I don't know what "exposed credentials" are but if they were accessed with "stolen" creds there would be no "hacking", just logging in.

[–] [email protected] 18 points 1 year ago (1 children)

So... Unless Microsoft directly leaked those credentials, I don't see how it would be their responsibility.

[–] [email protected] 1 points 1 year ago (2 children)

...because they didn't adequately protect them?

[–] [email protected] 14 points 1 year ago (1 children)

It is not Microsoft's job to protect your password, it is yours.

Or did you assume it was GitHub itself that was compromised? The article doesn't say where the creds were obtained. My guess is plain old phishing. Though it could also be cred-stealing malware, that seems to be making a comeback, in the form of browser extensions and mobile apps. Either way, those aren't Microsoft's fault.

[–] [email protected] 1 points 1 year ago (1 children)

Or did you assume it was GitHub itself that was compromised?

That's the way it reads to me.

My guess is plain old phishing.

Going back to my previous comment, if it was obtained through fishing, there would be no need for "hacking".

[–] [email protected] 6 points 1 year ago (1 children)

“Hacking” is a catch all term for security breaches, including phishing to the general public.

[–] [email protected] 1 points 1 year ago (1 children)
[–] [email protected] 6 points 1 year ago* (last edited 1 year ago) (1 children)

Yes it is. You can be a pedantic a-hole all you want, but “hacking” includes phishing, social engineering and pretty much any other form of access control circumvention to the general public.

Edit:

Also from the article itself

A 'readme' file in the archive states that the threat actor used an exposed GitHub token to access the company's repositories and steal the data.

Exposed GitHub token is very likely someone messed up and either exposed a token or was victim to an attack that could pull the token.

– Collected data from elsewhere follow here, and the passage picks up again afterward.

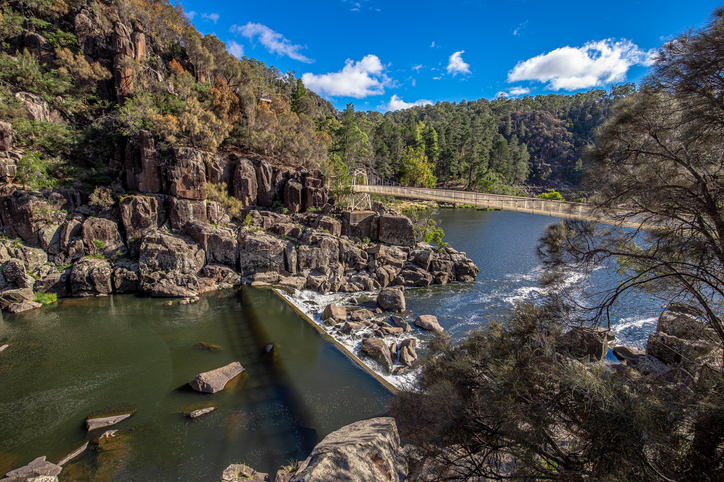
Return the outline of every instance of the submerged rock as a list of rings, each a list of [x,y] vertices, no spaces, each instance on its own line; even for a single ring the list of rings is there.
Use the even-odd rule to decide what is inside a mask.
[[[229,363],[226,366],[199,373],[189,382],[191,388],[202,393],[216,393],[224,389],[226,384],[235,376],[244,372],[244,367],[238,361]]]
[[[81,445],[80,447],[78,447],[77,449],[75,449],[74,451],[72,451],[71,453],[69,453],[68,455],[63,457],[62,459],[60,459],[60,462],[58,462],[58,465],[60,465],[61,467],[64,466],[65,464],[67,464],[68,462],[70,462],[74,458],[78,457],[83,452],[85,452],[85,450],[87,448],[88,448],[88,442],[84,443],[83,445]]]
[[[613,341],[614,336],[611,331],[581,326],[565,332],[558,342],[573,356],[603,360],[608,351],[608,342]]]
[[[116,425],[117,423],[121,423],[128,417],[130,417],[130,413],[124,413],[122,415],[114,415],[112,417],[101,417],[101,418],[89,418],[85,421],[85,426],[90,432],[91,430],[96,430],[99,428],[105,428],[110,427],[112,425]]]
[[[34,477],[56,477],[62,470],[63,467],[46,461],[45,455],[43,455],[42,457],[38,457],[30,462],[28,465],[11,470],[5,474],[5,477],[1,480],[3,482],[24,482]]]
[[[391,417],[355,422],[327,435],[290,482],[398,481],[407,476]]]
[[[201,415],[206,415],[207,413],[213,412],[214,410],[216,410],[216,407],[201,408],[199,410],[194,410],[192,412],[189,412],[188,417],[189,418],[199,418]]]

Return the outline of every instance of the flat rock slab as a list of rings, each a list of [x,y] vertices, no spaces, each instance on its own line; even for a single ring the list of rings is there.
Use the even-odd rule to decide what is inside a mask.
[[[78,447],[77,449],[75,449],[74,451],[72,451],[71,453],[66,455],[65,457],[63,457],[60,460],[60,462],[58,462],[58,465],[60,465],[61,467],[64,466],[65,464],[67,464],[68,462],[70,462],[71,460],[73,460],[74,458],[76,458],[77,456],[82,454],[83,452],[85,452],[85,449],[87,449],[87,448],[88,448],[88,442],[84,443],[83,445],[81,445],[80,447]]]
[[[5,348],[7,348],[7,347],[9,347],[9,346],[10,346],[10,345],[0,346],[0,353],[4,352],[4,351],[5,351]]]
[[[202,393],[216,393],[224,389],[229,380],[243,373],[245,368],[238,361],[226,366],[199,373],[189,382],[191,388]]]
[[[59,465],[51,464],[45,460],[45,455],[38,457],[24,467],[11,470],[5,474],[3,482],[21,482],[33,477],[49,476],[55,477],[63,470]],[[57,480],[57,478],[55,479]]]
[[[123,415],[114,415],[113,417],[103,417],[103,418],[89,418],[85,421],[85,426],[90,432],[91,430],[96,430],[99,428],[104,427],[110,427],[111,425],[115,425],[117,423],[120,423],[130,417],[130,413],[124,413]]]
[[[194,410],[193,412],[189,412],[189,418],[199,418],[201,415],[206,415],[209,412],[213,412],[216,409],[216,407],[207,407],[207,408],[200,408],[198,410]]]

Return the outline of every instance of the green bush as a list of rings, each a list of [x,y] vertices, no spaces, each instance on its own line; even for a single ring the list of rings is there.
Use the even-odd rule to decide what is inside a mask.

Those are not uncommon and have happened to a lot of companies.

[–] [email protected] 1 points 1 year ago (1 children)

Assuming the writer is using the word properly is not being pedantic.

[–] [email protected] 4 points 1 year ago (1 children)

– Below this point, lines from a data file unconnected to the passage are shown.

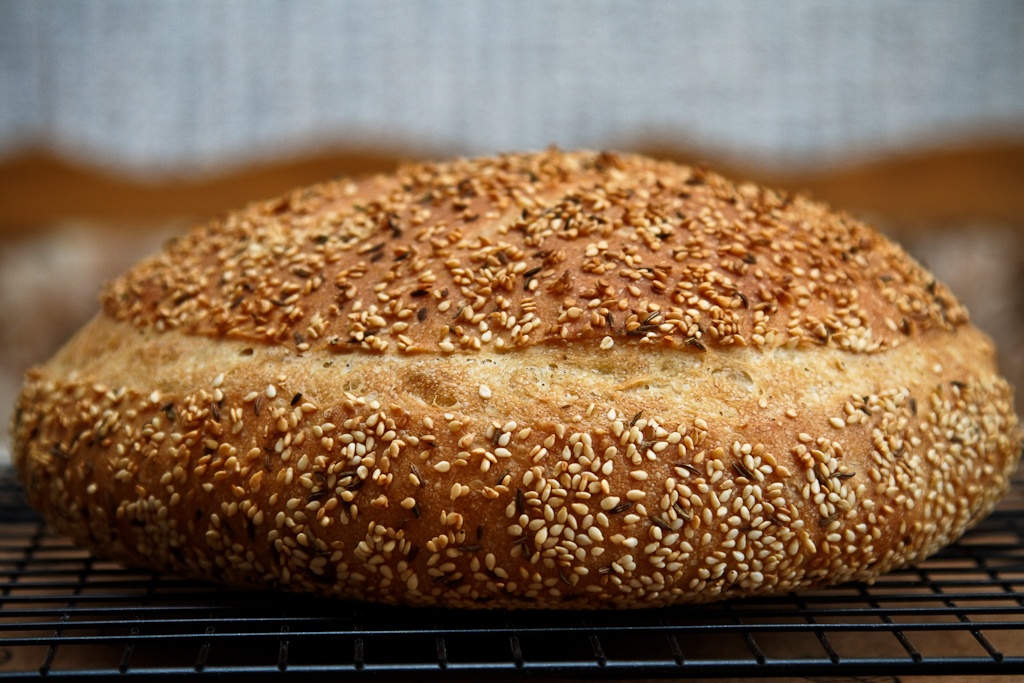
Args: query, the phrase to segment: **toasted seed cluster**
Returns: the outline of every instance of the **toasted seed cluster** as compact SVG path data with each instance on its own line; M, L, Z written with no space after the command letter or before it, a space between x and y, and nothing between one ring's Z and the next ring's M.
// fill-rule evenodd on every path
M510 155L338 181L195 230L103 297L117 320L296 351L600 340L890 348L967 314L873 228L713 173Z
M988 340L873 229L610 154L340 181L168 245L29 373L15 459L102 556L449 607L869 579L992 509Z

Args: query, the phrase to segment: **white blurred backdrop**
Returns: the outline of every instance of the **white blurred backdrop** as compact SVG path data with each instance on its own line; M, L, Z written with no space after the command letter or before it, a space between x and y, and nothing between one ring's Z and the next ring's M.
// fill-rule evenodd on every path
M1015 0L0 0L0 156L159 176L653 140L820 165L1007 135Z

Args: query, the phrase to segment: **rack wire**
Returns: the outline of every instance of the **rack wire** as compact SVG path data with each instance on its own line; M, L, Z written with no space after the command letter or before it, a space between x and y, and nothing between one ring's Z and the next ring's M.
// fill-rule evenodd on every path
M247 680L1024 674L1024 482L957 544L830 590L629 612L461 612L141 572L51 535L0 470L0 677Z

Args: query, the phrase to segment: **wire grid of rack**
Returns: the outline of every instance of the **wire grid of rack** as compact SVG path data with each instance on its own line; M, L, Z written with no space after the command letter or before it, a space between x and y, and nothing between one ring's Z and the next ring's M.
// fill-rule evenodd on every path
M0 471L0 677L1024 674L1024 482L874 585L629 612L460 612L129 570L47 532Z

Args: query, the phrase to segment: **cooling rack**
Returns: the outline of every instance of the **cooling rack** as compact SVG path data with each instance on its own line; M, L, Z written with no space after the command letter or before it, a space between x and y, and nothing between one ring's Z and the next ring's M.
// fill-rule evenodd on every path
M0 677L246 680L1024 674L1024 483L917 567L632 612L400 609L233 591L99 560L0 470Z

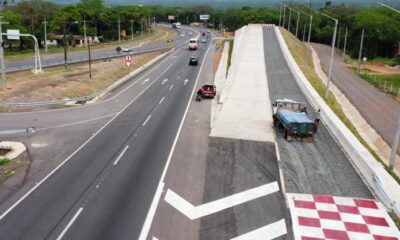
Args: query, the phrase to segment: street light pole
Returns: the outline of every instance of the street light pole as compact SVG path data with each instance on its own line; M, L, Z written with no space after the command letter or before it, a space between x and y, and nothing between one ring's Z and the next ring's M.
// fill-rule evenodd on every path
M90 53L90 43L87 45L88 46L88 54L89 54L89 78L92 79L92 55Z
M337 38L337 49L340 49L340 27L339 27L339 33L338 33L338 38Z
M285 17L286 17L286 5L283 5L283 19L282 19L283 28L285 28Z
M283 2L281 1L281 9L279 11L279 26L281 26L281 22L282 22L282 6L283 6Z
M360 66L361 66L361 55L364 43L364 28L361 33L361 42L360 42L360 52L358 53L358 62L357 62L357 75L360 75Z
M140 36L143 37L143 18L140 20Z
M339 20L337 20L336 18L333 18L331 16L328 16L325 13L321 13L320 12L320 14L325 16L325 17L327 17L327 18L332 19L335 22L335 30L333 31L333 37L332 37L331 63L329 65L328 82L326 84L326 90L325 90L325 98L327 98L328 95L329 95L329 84L330 84L330 82L332 80L333 57L335 55L335 40L336 40L336 32L337 32L337 27L338 27L338 24L339 24Z
M343 60L344 57L346 56L346 44L347 44L347 27L346 27L346 32L344 34L344 46L343 46L343 56L342 56Z
M296 37L297 37L297 32L299 30L300 13L298 11L296 11L296 12L297 12Z
M307 39L308 44L310 44L313 16L311 14L305 13L300 10L299 12L310 17L310 28L308 30L308 39Z
M290 32L290 18L292 17L292 9L289 8L289 21L288 21L288 31Z
M1 78L3 79L3 89L4 92L7 91L7 77L6 77L6 66L4 64L4 49L3 49L3 35L2 35L2 25L8 24L8 22L3 22L1 19L3 16L0 16L0 64L1 64Z
M46 21L46 17L44 17L44 48L47 52L47 21Z
M86 37L86 20L83 19L83 37L85 38L85 47L87 46L87 37Z

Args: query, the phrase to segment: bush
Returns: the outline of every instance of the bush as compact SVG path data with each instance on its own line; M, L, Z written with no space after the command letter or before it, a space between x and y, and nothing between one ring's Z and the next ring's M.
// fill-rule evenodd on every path
M10 162L11 162L11 160L8 158L2 158L2 159L0 159L0 166L6 165Z

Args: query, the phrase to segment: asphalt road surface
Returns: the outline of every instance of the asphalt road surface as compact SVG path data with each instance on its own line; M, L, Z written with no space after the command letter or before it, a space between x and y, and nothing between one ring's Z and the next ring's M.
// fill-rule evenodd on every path
M204 53L197 51L200 61ZM74 124L103 116L106 122L86 132L88 141L73 144L79 147L75 154L34 191L2 204L2 236L137 239L200 69L188 66L193 54L186 48L175 51L114 97L92 106L2 115L8 118L4 128L35 120L39 133L49 126L57 129L60 119ZM67 137L68 129L63 131Z
M175 46L180 46L188 41L190 35L189 32L193 32L191 30L185 30L183 28L177 29L178 35L174 36L170 39L174 40ZM184 37L180 35L184 34ZM124 56L127 54L135 54L140 52L150 52L150 51L157 51L158 49L168 48L168 44L166 42L157 43L157 44L147 44L140 47L135 47L133 51L126 53L120 52L118 53L115 49L92 49L91 51L91 59L105 59L105 58L114 58L119 56ZM67 56L67 63L78 63L78 62L85 62L88 61L88 53L87 52L75 52L75 53L68 53ZM58 66L64 65L64 54L57 54L48 57L44 57L41 59L42 67L50 67L50 66ZM35 68L35 60L34 58L31 59L24 59L19 61L6 61L6 72L15 72L27 69L34 69Z
M291 74L273 28L264 28L264 46L271 102L283 98L305 102L308 114L314 117L315 111ZM276 135L287 192L372 197L324 122L312 143L288 142L283 130L276 130Z
M328 72L332 48L317 43L311 45L321 60L322 69ZM364 119L391 146L397 128L400 103L358 77L343 63L342 57L338 53L334 58L332 81Z

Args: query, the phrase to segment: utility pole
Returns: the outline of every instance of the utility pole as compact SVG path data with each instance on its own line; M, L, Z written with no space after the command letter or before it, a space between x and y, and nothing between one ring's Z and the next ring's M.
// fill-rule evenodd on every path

Reading the article proves your assumption wrong

[–] [email protected] 1 points 1 year ago
[–] [email protected] 5 points 1 year ago* (last edited 1 year ago) (1 children)
[–] [email protected] 1 points 1 year ago (1 children)

My guy, the citation is this entire article.

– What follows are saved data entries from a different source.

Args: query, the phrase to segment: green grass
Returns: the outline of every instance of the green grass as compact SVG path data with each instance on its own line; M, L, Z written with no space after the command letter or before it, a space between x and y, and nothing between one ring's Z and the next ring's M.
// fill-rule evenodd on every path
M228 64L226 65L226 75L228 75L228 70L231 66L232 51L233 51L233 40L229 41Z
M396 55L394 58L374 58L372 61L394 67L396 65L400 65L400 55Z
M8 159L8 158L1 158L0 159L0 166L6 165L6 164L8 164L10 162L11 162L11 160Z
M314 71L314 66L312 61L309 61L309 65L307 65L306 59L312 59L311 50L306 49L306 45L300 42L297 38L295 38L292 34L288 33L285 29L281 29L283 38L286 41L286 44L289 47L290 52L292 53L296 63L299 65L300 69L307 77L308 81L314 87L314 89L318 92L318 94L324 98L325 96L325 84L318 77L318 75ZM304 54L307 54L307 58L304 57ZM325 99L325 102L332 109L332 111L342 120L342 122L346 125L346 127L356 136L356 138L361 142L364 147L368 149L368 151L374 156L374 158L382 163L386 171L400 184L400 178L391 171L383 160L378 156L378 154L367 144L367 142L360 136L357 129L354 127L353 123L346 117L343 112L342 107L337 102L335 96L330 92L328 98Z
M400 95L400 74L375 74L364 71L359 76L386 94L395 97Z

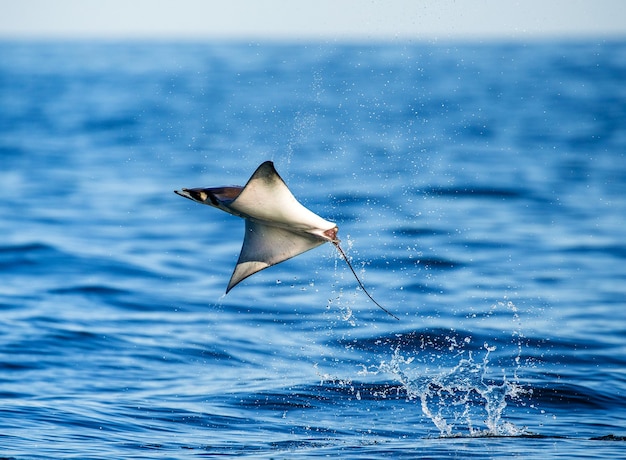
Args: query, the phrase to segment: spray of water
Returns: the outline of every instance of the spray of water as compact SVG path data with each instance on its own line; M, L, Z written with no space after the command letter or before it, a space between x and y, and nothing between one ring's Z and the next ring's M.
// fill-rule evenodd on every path
M517 312L510 302L501 304ZM422 341L418 350L403 351L392 347L391 357L376 366L363 368L361 374L389 374L400 383L407 401L419 403L442 437L519 436L525 434L503 419L507 402L525 394L517 372L520 364L521 333L503 346L512 366L492 369L492 355L497 347L483 343L470 348L472 338L450 334L437 343ZM511 350L510 345L514 347ZM501 364L501 363L500 363Z
M518 397L523 390L506 375L499 382L487 379L492 351L494 348L485 345L480 361L468 352L452 368L415 377L411 376L415 359L402 356L400 347L397 347L391 360L381 363L378 370L390 373L400 381L407 399L420 402L422 413L435 424L441 436L519 435L521 430L503 423L501 418L507 398ZM459 431L460 427L467 431Z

[–] [email protected] 8 points 1 year ago (1 children)

Please point out where it states that Microsoft leaked it, rather than the more likely case of NYT leaking their credentials.

[–] [email protected] 1 points 1 year ago (1 children)

It doesn't say they leaked anything, it says they were hacked.

[–] [email protected] 5 points 1 year ago (1 children)

As The Times told BleepingComputer last week, the attackers used exposed credentials to hack into the newspaper's GitHub repos.

It explicitly says the credentials were leaked. If you're really going to insist the word "hack" implies something else, I'm afraid you're too far on the spectrum for me to continue this conversation. Cya!

[–] [email protected] 1 points 1 year ago

I've already explained this several times and I won't do it again. If you're still confused, scroll up and read again.

[–] [email protected] 11 points 1 year ago* (last edited 1 year ago) (1 children)

This is "hack" like the kid that guessed your grandma's Facebook password is "ilovecats1953", "hacked" Facebook.

[–] [email protected] 2 points 1 year ago

I realize that's possible but I don't have any information outside of what's in this article, so that's all I can speculate on.

[–] [email protected] 2 points 1 year ago

Exposed credentials means that somebody got sloppy the password. So yeah, "stolen creds". Give the fact that a) NYT seems knows which credentials were exposed, and b) We haven't seen hundreds of other high(er) profile companies have their private repos breached, it is far more likely that NYT fucked up, and not Microsoft (which is what you implied, with nothing to back it up - other than a very narrow-minded definition of the word hack).